Other Retirement Account Combinations

If you don't have a 401(k) through work, you can contribute to both a traditional IRA and a Roth IRA as long as your combined contributions don't exceed the $6,000 annual limit as of 2019. Again, this increases to $7,000 for those who are age 50 or older.

It might not make sense to contribute to a traditional IRA and 401(k) in the same year unless you're eligible for deductible contributions because these two accounts are designed to do exactly the same thing. The only difference is that IRAs have much lower contribution limits than 401(k)s.

You can contribute to a small business retirement plan, such as a SEP IRA, if you earn income from freelance or contracting work on the side.

About IRA Deductions

Investors who have 401(k)s don't automatically get an upfront tax deduction the way traditional IRA investors do, but you can qualify for a full deduction if your MAGI is less than $64,000 as of 2019. You must be single or file as head of household. 
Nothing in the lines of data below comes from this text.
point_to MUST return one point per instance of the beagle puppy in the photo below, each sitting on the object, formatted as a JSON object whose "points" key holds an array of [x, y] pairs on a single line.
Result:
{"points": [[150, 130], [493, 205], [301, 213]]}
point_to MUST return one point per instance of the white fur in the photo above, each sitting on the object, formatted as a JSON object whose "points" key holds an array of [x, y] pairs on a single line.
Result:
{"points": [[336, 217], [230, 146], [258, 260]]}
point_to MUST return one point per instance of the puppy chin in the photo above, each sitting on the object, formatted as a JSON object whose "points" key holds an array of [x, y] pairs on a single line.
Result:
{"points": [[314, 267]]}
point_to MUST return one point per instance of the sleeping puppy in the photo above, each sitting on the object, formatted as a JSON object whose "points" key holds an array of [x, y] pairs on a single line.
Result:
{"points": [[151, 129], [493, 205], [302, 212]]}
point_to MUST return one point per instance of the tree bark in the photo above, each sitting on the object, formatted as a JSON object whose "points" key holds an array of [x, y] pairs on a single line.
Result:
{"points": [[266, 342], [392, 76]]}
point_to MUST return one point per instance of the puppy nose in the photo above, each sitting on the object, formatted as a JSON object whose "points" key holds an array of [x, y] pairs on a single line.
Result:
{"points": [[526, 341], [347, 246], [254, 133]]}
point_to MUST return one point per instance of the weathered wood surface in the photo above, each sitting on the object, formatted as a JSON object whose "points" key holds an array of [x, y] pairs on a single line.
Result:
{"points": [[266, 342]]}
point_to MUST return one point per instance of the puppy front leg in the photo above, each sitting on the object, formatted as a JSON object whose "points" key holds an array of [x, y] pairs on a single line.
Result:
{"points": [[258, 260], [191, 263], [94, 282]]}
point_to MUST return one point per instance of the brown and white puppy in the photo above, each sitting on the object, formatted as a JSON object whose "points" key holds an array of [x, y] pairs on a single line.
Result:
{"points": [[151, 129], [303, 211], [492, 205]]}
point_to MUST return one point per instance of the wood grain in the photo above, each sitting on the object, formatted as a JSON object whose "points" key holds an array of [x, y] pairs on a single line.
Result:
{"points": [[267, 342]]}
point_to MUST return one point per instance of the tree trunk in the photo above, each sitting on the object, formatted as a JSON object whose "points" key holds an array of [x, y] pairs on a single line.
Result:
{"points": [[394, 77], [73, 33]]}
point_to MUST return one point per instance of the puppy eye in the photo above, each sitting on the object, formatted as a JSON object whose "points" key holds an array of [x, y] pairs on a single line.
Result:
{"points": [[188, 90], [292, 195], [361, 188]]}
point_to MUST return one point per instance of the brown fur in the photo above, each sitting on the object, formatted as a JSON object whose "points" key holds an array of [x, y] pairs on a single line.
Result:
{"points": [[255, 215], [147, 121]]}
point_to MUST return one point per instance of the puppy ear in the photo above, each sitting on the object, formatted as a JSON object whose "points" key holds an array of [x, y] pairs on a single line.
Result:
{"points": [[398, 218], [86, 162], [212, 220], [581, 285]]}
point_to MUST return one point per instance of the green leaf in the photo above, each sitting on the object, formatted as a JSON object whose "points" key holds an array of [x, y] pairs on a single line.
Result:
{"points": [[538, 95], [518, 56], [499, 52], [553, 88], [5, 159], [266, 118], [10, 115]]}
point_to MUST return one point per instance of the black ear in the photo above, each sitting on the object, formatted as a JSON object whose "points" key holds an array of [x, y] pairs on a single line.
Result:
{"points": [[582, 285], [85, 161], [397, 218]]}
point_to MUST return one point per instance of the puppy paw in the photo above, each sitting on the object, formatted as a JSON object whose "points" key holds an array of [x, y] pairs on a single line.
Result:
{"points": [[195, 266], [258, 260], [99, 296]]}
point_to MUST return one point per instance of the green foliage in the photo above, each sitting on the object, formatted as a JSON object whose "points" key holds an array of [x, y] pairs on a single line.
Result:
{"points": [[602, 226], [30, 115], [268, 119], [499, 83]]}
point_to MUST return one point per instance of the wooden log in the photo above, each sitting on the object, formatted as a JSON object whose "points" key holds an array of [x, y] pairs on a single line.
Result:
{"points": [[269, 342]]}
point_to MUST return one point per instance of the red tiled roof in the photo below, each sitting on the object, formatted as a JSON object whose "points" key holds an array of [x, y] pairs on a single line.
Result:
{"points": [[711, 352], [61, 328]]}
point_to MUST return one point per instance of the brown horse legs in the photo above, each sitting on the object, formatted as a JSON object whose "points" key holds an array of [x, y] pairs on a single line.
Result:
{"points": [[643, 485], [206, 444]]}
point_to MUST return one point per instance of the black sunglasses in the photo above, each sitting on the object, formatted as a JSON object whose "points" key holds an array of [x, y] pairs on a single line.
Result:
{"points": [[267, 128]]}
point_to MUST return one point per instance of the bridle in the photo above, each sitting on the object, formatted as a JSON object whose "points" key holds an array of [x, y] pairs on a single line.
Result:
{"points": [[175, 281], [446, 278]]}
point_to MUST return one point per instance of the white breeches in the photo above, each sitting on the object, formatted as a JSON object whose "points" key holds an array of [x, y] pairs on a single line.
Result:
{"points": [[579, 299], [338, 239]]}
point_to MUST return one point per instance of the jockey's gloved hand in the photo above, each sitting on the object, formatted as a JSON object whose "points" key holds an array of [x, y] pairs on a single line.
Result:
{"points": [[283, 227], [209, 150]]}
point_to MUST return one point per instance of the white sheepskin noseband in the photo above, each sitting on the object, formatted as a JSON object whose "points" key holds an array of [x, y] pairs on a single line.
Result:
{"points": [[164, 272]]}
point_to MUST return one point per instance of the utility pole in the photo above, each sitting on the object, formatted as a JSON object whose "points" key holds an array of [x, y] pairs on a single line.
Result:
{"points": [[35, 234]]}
The deduction amount begins phasing out with MAGIs of between $64,000 and $74,000. You cannot claim the IRA deduction at all if your income is over $74,000.

Deductions begin to phase out at $103,000 and are capped at $123,000 for married couples who file joint tax returns if the spouse who is making the contribution is covered by a 401(k) or related plan at work. This increases to $193,000 to $203,000 if the contributing spouse is married to someone who's covered by a workplace plan. The phase-out range for a married individual filing a separate return is $0 to $10,000.

SEP contributions are fully deductible up to 25 percent of gross annual income of $56,000 in 2019, even if you max out your 401(k) contributions. This can really put a dent in your tax bill. 

How Much to Contribute to a 401(k) and a Roth IRA

It's usually advisable from a financial planning perspective to take full advantage of any employer matching contributions to a retirement plan at work before considering an IRA. It makes sense to contribute at least as much as the matching percentage if your employer matches 401(k) contributions.

Ten to 15 percent of pretax income is a good rule of thumb for serious retirement investors. After that, consider maxing out a Roth IRA, or at least set aside as much as you can into this type of account throughout the year. The tax benefits will pay off, particularly if you expect your income tax rate to rise over time. 

NOTE: The content on this site is provided for informational purposes only. It's not intended to be professional financial advice and should not be the sole basis for your investment or tax-planning decisions.